What happened: The Bundesliga agreed to a three-year U.S. media rights deal with Telemundo, marking the first time the German league has sold its Spanish-language rights separately from English. Telemundo and sister channel Universo will air more than 100 matches per season on linear TV, with every match streaming in Spanish on Peacock. The agreement was negotiated through Relevent, which runs Bundesliga Americas under a 17-year partnership with the league.
Why it matters: The Spanish-language package pays just under $10M annually, and combined with the league's separate $20M-a-year English deal with Versant, the Bundesliga's total U.S. rights take lands close to the $30M it previously earned annually from ESPN, which had held both language rights. That outcome matters because the market for European soccer rights has cooled sharply since ESPN's 2019 deal was struck at the height of the streaming-rights bidding wars.

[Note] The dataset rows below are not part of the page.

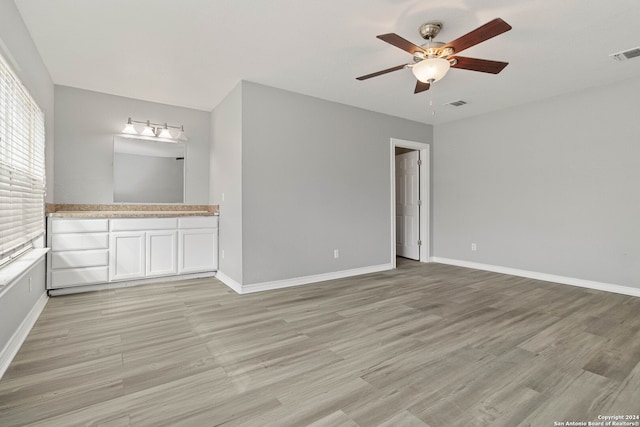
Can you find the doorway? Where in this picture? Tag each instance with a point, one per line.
(410, 197)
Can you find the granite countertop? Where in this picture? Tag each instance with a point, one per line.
(129, 211)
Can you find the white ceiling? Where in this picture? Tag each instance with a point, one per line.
(191, 53)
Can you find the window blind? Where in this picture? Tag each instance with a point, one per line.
(22, 173)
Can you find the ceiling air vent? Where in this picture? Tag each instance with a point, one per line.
(627, 54)
(458, 103)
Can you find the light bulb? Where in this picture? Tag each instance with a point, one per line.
(129, 128)
(431, 69)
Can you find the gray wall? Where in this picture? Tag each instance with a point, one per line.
(226, 177)
(85, 124)
(18, 48)
(315, 177)
(550, 187)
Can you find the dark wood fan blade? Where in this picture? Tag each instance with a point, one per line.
(401, 43)
(379, 73)
(421, 86)
(482, 65)
(480, 34)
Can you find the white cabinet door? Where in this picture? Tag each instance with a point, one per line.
(198, 250)
(162, 253)
(127, 255)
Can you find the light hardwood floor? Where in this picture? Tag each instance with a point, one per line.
(426, 344)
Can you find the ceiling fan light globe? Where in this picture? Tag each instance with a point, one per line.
(431, 69)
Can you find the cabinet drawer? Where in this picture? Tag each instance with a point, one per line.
(80, 241)
(79, 276)
(79, 225)
(79, 259)
(198, 222)
(132, 224)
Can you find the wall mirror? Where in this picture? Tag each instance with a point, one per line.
(148, 171)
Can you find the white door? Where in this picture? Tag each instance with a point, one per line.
(198, 250)
(162, 253)
(408, 205)
(127, 255)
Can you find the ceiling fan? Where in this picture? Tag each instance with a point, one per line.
(432, 60)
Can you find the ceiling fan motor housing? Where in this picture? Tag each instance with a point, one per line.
(429, 30)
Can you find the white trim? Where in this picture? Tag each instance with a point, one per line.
(229, 282)
(297, 281)
(425, 195)
(128, 283)
(590, 284)
(17, 339)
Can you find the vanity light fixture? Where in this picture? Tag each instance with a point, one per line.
(154, 129)
(148, 130)
(164, 132)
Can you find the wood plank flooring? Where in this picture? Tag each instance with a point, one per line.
(424, 345)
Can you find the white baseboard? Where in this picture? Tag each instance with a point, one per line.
(600, 286)
(229, 282)
(11, 349)
(297, 281)
(126, 284)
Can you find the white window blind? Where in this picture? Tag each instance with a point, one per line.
(22, 175)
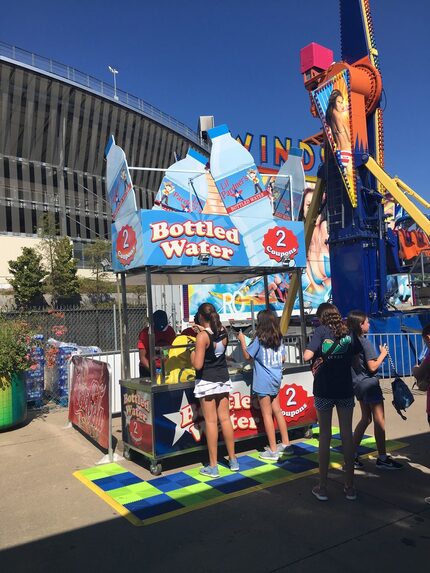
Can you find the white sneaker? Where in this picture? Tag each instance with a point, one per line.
(282, 449)
(268, 455)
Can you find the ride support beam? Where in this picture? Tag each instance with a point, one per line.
(398, 195)
(310, 221)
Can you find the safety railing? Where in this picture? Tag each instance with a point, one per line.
(405, 349)
(106, 90)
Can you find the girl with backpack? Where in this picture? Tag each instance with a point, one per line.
(332, 348)
(268, 352)
(213, 386)
(368, 391)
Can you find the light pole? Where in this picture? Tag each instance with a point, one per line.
(114, 72)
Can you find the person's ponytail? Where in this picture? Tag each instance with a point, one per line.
(215, 323)
(210, 315)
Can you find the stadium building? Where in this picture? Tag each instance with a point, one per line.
(55, 122)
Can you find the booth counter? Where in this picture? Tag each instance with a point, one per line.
(160, 421)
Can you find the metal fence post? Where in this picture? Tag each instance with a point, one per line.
(114, 327)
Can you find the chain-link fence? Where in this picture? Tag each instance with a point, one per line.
(84, 327)
(57, 334)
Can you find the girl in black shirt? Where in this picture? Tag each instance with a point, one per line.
(333, 387)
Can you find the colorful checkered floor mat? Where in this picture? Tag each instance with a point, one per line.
(145, 502)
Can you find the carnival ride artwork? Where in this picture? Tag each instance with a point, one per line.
(346, 97)
(348, 250)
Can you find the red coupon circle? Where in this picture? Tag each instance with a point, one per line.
(280, 244)
(126, 245)
(294, 401)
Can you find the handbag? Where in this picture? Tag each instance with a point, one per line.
(422, 378)
(318, 362)
(402, 396)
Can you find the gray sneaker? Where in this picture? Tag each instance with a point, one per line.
(234, 465)
(284, 450)
(209, 471)
(268, 455)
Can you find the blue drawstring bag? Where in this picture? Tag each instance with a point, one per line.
(402, 396)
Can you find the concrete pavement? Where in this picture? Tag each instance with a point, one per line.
(50, 521)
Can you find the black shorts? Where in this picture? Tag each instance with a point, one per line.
(330, 403)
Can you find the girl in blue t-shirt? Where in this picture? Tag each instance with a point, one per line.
(268, 353)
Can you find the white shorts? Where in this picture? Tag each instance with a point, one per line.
(205, 388)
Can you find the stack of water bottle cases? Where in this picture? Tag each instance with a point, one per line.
(48, 382)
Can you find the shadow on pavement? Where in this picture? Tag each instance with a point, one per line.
(282, 528)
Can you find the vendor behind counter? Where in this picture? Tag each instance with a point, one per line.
(164, 336)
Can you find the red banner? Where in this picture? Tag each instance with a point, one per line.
(89, 398)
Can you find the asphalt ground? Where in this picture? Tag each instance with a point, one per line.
(49, 521)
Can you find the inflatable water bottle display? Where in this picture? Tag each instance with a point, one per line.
(184, 187)
(241, 189)
(118, 182)
(235, 174)
(288, 187)
(127, 246)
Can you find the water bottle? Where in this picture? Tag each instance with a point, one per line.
(241, 189)
(289, 186)
(184, 187)
(236, 176)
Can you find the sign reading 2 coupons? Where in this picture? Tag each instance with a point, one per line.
(193, 239)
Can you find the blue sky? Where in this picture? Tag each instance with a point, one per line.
(236, 60)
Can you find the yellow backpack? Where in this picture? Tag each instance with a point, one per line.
(178, 364)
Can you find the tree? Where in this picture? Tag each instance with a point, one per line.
(48, 234)
(27, 281)
(64, 276)
(98, 255)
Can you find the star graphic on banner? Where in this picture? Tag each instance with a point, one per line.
(176, 418)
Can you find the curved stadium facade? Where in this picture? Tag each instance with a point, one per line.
(55, 122)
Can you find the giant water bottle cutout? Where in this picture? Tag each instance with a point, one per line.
(241, 189)
(288, 187)
(120, 190)
(127, 241)
(184, 187)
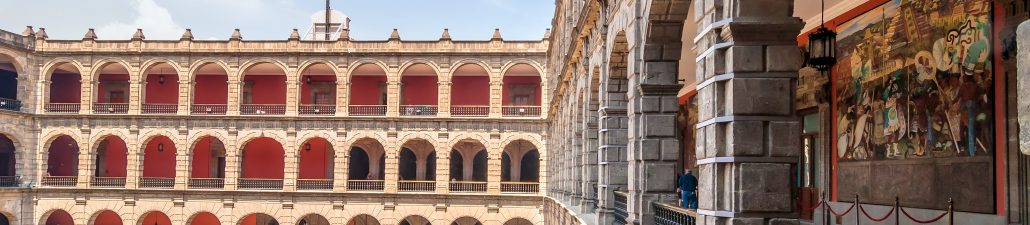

By the numbers: Telemundo's Spanish-language payment: just under $10M/year. Versant's English-language deal: $20M/year. Combined Bundesliga U.S. total: roughly $30M/year, matching the prior six-year ESPN deal. Comparative annual U.S. rights fees: Premier League $450M, La Liga $175M, Serie A (recently re-upped with CBS) low eight figures.
What to watch: Coverage begins with the 2026-27 season, with Telemundo EVP Joaquin Duro citing the Bundesliga's weekend match windows as complementary to the network's existing Premier League scheduling.